Mein Weg zur inneren Balance

08.03.2025

Mein Weg aus dem Chaos - Es gibt Momente im Leben, in denen man zurückblickt und sich fragt, wie man all das überstanden hat. Für mich war meine Kindheit und Jugend eine Achterbahnfahrt voller Unruhe, intensiver Emotionen und dem ständigen Kampf, mich selbst zu verstehen. Ich wusste, dass ich anders war – doch was das genau bedeutete, konnte mir damals niemand sagen. 
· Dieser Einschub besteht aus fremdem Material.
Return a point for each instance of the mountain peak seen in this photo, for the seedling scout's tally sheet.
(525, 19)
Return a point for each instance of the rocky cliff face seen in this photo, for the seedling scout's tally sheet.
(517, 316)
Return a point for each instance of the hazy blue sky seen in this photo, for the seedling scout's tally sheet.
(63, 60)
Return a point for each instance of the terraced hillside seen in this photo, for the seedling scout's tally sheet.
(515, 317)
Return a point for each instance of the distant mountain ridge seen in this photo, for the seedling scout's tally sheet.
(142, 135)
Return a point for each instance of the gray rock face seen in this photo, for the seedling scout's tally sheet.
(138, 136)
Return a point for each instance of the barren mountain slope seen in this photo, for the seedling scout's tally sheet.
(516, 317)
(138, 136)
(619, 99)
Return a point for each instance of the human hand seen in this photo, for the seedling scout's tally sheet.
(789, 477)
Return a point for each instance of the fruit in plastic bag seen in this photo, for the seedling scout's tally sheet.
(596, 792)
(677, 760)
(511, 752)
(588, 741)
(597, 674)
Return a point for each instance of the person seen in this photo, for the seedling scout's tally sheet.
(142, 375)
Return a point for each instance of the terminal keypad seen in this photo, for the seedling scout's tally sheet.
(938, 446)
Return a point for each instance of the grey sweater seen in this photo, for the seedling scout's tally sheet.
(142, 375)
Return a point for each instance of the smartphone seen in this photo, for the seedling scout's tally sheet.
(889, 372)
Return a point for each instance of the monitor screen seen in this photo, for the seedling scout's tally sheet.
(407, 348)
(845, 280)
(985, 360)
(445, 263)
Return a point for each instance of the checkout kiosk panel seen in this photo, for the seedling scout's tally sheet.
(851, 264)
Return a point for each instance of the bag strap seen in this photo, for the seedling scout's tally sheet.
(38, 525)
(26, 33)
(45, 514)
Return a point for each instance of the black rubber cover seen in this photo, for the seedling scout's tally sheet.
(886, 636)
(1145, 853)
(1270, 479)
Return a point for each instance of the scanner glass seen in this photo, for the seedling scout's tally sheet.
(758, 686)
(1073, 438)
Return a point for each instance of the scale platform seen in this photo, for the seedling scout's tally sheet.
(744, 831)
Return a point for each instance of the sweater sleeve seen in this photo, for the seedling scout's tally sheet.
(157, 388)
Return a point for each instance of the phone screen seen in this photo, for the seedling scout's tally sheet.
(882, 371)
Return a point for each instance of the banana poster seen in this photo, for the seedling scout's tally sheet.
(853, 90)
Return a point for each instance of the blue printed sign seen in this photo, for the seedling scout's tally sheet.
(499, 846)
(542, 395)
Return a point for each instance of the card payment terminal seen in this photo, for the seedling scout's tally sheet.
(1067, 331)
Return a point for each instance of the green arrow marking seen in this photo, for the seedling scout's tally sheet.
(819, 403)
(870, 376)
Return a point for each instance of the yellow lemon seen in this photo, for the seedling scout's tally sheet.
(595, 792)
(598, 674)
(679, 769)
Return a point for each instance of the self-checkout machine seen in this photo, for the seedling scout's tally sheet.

Schon als Kind war ich voller Energie, zappelig und ständig in Bewegung. Mein Kopf war ein unaufhörlicher Strom aus Gedanken, Ideen und Fantasien. Während andere Kinder konzentriert im Unterricht saßen, verlor ich mich in meiner eigenen Welt. In dieser Welt war ich nicht nur irgendjemand – ich war der Professor, ein brillanter Erfinder, der zusammen mit seinem imaginären Freund neue Welten erschuf. Doch in der Realität sah das ganz anders aus.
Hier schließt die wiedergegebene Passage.